Szła tak rozmyślając, gdy dwaj mężczyźni zaszli jej drogę. Do przystanku miała kilkadziesiąt metrów….
Dotykała się. Była naga. Słyszała głosy wkoło, jednak nie dostrzegała w nich sensu. Musnęła swoje jędrne piersi i z obrzydzeniem wspomniała dotyk brudnej dłoni, jaki na nich czuła jeszcze przed chwilą. Sięgnęła dalej ku szyi. Jej oczy rozszerzyły się. Nagle wszystko przestało mieć znaczenie. Nie miała go! Jedynej pamiątki po domu. Na jej szyi nie było śladu po naszyjniku jej wuja. W tej jednej sekundzie kompletnie przestała się przejmować niedoszłymi gwałcicielami. W dłoni miała coś lepkiego, co znalazło się tam po przetarciu okolic brzucha. Powąchała rękę. Nie do końca była pewna, cóż to, chociaż nic nie wskazywało, żeby miała próbować smaku dla pewności.

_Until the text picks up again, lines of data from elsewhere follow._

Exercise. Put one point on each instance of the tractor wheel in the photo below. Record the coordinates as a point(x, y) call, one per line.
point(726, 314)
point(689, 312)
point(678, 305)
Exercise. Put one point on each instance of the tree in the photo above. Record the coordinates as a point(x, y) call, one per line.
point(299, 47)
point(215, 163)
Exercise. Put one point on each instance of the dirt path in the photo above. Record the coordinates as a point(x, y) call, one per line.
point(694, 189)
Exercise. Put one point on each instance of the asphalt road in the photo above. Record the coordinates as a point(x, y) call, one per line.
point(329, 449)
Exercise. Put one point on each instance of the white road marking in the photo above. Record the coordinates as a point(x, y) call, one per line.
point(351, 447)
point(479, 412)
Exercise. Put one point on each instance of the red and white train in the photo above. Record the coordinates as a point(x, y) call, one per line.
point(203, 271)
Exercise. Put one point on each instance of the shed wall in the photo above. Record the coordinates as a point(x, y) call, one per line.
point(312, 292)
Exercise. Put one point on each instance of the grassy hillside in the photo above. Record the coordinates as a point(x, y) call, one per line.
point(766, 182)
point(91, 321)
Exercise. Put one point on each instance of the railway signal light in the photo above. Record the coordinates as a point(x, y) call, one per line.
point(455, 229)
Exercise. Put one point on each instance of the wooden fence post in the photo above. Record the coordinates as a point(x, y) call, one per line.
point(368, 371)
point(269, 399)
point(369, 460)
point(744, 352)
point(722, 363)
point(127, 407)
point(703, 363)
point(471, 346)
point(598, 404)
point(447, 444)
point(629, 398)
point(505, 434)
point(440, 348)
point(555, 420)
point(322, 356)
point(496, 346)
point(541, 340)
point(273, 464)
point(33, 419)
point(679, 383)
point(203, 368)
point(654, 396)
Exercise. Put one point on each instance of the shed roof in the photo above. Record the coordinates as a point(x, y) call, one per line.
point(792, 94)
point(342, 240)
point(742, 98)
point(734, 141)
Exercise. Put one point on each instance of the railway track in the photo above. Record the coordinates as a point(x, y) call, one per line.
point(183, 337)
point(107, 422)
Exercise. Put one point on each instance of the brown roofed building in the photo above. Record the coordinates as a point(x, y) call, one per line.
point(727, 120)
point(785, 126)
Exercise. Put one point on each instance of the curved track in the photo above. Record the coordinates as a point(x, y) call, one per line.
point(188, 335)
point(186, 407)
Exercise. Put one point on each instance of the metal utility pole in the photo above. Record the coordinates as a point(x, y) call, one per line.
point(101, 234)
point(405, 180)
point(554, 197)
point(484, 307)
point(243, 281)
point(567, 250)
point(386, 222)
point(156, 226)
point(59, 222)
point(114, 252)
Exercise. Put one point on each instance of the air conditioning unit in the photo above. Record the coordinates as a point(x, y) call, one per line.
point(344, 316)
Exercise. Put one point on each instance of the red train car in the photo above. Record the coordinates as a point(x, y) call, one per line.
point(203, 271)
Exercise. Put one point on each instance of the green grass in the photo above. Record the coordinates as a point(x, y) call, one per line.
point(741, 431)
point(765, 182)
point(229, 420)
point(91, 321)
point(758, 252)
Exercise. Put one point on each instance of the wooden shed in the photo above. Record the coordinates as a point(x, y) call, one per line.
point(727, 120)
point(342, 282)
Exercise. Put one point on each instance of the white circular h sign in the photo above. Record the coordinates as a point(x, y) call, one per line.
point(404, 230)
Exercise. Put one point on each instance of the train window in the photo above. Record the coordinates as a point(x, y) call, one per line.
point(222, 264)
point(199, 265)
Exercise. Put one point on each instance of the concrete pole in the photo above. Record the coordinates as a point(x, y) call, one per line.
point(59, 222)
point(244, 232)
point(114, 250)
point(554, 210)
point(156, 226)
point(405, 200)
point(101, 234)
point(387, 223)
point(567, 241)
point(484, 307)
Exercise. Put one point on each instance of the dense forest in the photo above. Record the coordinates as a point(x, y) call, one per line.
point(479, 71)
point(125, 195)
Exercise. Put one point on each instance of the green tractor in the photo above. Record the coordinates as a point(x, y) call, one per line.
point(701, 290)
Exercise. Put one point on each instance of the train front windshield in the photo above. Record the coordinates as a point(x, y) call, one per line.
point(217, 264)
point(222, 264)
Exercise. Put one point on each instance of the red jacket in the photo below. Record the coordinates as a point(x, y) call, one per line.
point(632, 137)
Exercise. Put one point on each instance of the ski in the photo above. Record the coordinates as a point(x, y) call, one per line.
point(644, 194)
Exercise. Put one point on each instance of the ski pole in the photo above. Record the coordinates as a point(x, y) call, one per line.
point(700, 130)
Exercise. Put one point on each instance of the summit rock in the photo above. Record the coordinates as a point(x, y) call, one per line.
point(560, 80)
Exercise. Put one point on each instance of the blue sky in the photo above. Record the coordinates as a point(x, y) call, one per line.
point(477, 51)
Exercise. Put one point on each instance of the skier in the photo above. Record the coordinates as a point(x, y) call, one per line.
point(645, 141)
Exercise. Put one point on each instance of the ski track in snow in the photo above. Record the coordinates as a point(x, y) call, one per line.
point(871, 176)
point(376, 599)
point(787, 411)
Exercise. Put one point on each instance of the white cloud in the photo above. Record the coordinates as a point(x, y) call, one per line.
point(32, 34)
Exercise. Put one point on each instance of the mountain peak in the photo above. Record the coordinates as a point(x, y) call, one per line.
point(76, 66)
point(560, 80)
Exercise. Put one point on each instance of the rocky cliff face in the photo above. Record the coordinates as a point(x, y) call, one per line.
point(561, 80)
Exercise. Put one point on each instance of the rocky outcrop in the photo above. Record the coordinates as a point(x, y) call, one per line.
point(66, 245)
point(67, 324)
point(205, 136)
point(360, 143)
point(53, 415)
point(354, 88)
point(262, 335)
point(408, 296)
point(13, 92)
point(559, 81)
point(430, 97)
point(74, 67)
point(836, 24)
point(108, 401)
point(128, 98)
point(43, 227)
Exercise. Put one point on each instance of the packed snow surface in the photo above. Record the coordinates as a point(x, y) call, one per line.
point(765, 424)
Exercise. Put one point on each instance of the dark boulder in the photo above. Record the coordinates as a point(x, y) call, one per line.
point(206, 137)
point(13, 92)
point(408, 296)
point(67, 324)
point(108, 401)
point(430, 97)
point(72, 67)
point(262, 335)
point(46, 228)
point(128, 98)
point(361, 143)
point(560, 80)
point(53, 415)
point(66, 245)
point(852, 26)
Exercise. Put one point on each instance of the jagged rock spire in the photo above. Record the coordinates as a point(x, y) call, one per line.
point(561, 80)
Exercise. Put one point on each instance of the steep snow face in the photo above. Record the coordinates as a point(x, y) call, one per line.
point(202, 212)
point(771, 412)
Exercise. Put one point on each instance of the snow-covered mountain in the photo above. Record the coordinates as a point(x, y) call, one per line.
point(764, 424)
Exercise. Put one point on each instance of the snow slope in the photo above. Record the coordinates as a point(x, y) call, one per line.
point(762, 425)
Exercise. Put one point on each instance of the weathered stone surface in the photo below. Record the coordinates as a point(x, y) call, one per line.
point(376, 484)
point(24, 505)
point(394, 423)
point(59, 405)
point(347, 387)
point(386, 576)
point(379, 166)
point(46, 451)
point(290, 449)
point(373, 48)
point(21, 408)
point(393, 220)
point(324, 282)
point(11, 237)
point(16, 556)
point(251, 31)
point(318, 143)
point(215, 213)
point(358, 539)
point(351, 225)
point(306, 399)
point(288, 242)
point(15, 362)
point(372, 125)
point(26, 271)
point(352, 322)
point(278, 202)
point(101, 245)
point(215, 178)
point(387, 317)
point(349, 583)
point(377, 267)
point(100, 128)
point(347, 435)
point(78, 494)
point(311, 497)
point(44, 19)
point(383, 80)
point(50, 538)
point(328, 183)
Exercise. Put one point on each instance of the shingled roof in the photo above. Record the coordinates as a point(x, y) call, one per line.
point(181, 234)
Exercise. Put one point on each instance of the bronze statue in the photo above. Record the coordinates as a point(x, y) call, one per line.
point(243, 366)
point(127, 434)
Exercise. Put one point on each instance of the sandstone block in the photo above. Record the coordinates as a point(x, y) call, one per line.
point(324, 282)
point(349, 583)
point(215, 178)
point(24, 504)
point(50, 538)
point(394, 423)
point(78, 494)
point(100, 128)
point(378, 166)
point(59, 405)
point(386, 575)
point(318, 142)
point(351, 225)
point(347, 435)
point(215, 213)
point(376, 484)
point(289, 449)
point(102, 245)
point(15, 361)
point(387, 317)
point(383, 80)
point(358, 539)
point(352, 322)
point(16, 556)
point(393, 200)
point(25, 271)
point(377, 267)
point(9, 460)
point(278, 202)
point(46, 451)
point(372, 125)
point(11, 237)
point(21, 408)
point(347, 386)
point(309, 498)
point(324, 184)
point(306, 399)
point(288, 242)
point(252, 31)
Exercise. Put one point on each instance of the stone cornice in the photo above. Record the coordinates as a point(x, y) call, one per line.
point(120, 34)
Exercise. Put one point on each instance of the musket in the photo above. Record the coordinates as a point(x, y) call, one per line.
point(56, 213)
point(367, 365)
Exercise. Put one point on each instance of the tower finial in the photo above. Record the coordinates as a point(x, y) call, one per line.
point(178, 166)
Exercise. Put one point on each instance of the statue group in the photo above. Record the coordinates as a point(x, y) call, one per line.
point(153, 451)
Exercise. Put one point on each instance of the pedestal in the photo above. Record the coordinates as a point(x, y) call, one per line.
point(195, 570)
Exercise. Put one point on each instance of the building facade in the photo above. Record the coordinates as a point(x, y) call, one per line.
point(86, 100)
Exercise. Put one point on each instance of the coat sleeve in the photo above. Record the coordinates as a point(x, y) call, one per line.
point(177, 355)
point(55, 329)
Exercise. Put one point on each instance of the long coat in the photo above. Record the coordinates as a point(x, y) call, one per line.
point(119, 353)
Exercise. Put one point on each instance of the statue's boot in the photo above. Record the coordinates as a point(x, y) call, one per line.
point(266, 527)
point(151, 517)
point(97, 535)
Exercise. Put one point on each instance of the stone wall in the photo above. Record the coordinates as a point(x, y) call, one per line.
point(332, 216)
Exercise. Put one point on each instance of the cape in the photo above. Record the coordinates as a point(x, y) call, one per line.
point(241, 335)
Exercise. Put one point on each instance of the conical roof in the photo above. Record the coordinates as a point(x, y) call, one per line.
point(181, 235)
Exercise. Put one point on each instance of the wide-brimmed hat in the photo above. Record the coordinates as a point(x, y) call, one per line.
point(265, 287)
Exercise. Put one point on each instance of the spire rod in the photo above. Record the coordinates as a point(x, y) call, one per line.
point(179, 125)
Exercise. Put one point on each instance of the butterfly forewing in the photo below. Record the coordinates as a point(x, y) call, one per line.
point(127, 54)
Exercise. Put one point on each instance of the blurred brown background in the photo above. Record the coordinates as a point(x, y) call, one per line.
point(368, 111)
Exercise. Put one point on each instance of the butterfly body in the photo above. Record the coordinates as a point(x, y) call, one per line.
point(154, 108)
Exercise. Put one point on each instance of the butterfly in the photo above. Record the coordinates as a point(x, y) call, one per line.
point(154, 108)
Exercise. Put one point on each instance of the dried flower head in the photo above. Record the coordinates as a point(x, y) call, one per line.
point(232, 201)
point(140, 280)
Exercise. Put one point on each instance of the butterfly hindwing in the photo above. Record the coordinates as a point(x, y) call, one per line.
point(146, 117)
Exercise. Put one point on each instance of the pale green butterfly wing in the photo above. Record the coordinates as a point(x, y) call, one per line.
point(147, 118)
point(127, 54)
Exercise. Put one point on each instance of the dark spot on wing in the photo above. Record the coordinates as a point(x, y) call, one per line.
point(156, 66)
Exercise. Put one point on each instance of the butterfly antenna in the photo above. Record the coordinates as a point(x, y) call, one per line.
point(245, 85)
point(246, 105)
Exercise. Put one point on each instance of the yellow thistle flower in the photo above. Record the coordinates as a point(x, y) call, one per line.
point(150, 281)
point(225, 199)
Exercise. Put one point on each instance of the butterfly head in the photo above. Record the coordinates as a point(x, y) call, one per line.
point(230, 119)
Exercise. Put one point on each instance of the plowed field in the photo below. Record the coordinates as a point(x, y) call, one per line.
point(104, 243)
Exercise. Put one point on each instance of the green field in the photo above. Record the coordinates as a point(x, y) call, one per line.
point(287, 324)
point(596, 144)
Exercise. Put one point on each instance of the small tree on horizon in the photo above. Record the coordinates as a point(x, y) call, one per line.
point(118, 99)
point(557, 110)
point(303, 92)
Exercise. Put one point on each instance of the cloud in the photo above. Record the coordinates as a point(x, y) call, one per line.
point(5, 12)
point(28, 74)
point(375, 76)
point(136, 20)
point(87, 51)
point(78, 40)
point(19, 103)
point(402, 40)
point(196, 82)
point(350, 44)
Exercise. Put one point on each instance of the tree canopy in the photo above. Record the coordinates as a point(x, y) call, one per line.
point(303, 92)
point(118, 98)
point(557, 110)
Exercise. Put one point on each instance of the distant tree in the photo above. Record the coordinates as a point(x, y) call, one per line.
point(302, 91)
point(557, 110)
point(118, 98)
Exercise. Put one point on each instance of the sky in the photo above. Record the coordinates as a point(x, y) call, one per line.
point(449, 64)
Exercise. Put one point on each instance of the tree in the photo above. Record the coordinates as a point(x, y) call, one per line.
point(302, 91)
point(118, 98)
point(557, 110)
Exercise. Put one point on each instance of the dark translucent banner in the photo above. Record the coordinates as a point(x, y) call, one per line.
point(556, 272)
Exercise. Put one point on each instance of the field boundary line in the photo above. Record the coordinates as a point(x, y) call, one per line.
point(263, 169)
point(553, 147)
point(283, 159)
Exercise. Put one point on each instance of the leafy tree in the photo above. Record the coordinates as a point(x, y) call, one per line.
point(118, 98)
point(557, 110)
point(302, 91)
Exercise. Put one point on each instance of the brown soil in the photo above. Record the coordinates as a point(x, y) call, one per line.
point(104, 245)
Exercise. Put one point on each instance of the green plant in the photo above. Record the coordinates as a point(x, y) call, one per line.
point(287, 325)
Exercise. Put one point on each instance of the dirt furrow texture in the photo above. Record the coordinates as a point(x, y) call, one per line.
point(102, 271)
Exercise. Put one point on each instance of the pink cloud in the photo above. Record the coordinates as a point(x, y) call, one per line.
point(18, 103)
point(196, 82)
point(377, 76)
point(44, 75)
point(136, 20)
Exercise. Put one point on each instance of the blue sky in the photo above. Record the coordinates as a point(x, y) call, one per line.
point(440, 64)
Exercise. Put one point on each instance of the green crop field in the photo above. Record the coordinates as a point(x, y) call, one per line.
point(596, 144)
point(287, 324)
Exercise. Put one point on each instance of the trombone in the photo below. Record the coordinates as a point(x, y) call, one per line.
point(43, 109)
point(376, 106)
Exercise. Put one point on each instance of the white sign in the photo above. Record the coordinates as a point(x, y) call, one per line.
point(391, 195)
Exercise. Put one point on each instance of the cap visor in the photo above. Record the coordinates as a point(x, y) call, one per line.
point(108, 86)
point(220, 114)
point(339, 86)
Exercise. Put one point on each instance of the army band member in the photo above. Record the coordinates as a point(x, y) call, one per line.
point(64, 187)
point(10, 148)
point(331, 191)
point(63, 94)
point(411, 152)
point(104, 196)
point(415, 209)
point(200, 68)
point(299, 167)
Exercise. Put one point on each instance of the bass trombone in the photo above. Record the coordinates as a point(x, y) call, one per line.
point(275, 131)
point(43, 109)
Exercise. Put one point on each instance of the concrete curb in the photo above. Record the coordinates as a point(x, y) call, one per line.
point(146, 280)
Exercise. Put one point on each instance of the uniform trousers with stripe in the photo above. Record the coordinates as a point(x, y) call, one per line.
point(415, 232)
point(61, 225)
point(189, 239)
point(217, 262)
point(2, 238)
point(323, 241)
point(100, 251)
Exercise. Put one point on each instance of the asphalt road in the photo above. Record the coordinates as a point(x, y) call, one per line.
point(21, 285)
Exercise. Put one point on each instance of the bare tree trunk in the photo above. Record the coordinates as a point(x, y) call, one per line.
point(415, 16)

Nie odezwała się. Usiadła i przyciągnęła do siebie stopy. Na nodze poczuła pasek wokół kostki. Tyle zostało z jej szpilek. Resztki legginsów opinały łydki. Stringi i stanik zdawały się tylko wspomnieniem.
Oparła brodę na kolanach i objęła swoje nogi. Chociaż było ciemno to czuła, że ten stan nie utrzyma się długo. A nie chciała paradować nago przy wszystkich. Bo głosów wkoło słychać było coraz więcej. A musiała przyznać, że bez tego małego kawałka miedzi czuła się tak nago tak bardzo, jak dawno się nie czuła.